I don't expect someone to take the time to tell me step by step in this thread, I'm just hoping someone's made a page or tutorial somewhere someone can link me to.

I'm a new owner of an FJ40 and would like to learn how to do these things myself rather than just pay someone else. I just have to learn from scratch- I don't know what TDC is, or much of the terminology. I'm willing to get a timing light or vacuum gauge, or time without if reliable.

So far I've replaced the spark plug wires, rotor, and contact set in the distributor. The point gap has been set. The motor runs.

Thanks!
 
timing

First you need a timing light, you don't necessarily need a vacuum gauge but if you have a late model cruiser (late 70s early 80's) then you may need it in the future given the number of vacuum hoses on them. I did a carb replacement and didn't end up using one.

A timing light comes with plugs to attach to the battery for power and then one plug to wrap around the #1 cylinder plug wire. Cylinder #1 happens to be the front in 2F engine. But they don't go in order (1-6... see this threadhttps://forum.ih8mud.com/40-55-series-tech/213191-piston-1-2f-front-yes.html?highlight=firing+order+2f )

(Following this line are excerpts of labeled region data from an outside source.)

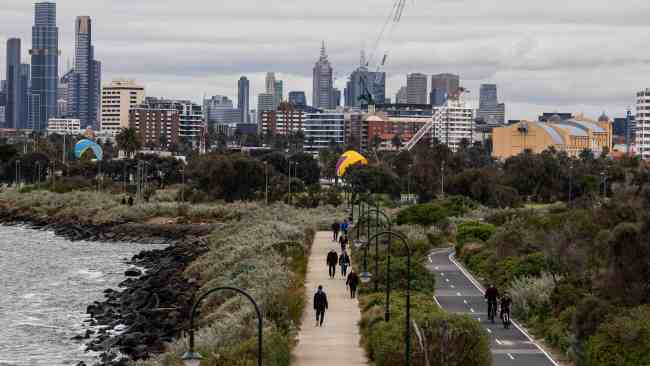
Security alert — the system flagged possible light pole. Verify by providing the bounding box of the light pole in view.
[264,161,268,206]
[440,160,445,199]
[182,286,262,366]
[569,162,573,207]
[359,206,392,302]
[16,160,20,189]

When the trigger is pulled, engine on and the timing light is hooked up correctly it will light up when the first plug/cylinder fires.

Before trying to do the timing loosen the nut/arm holding the distributor (often called dizzy on Mud) in place... but do not turn it! You may want to mark the casing so if you do rotate it you can then turn it back to its original position. Do not take of the bracket holding the dizzy... just loosen it.

Lastly, you will need to check to see with your setup (if you have stock carb and dizzy just search on Mud) whether you need to pull off the vacuum advance on the distributor before you check the timing. There is vacuum formed from the carb that is attached to an advance diaphragm on your distributor. As you accelerate the vacuum increases which advances the timing. Most vehicles require you to unhook the vacuum from the distributor to use a "baseline" timing that won't be altered by altitude or engine rpms.

The spot to check the timing is a small window on the left in the back of the engine where the flywheel is. It may have a bracket covering it. You need to take off the bracket if there is one. Hook up the timing light, point it at that window. Hopefully, there is still a mark on both the flywheel and on the edge of the window. When the marks line up perfectly that is considered Top Dead Center (TDC). Most dizzys/carbs work optimally with some advance (5-10 degrees). When you rotate the dizzy it will change the timing forward/reverse. When you have it where you want turn off the engine, tighten the dizzy down.

You may need to search more on here for pics or on the internet, but its universal for most cars. Each car specifies whether to remove the vacuum hose from the dizzy and what the timing should be (for your carb).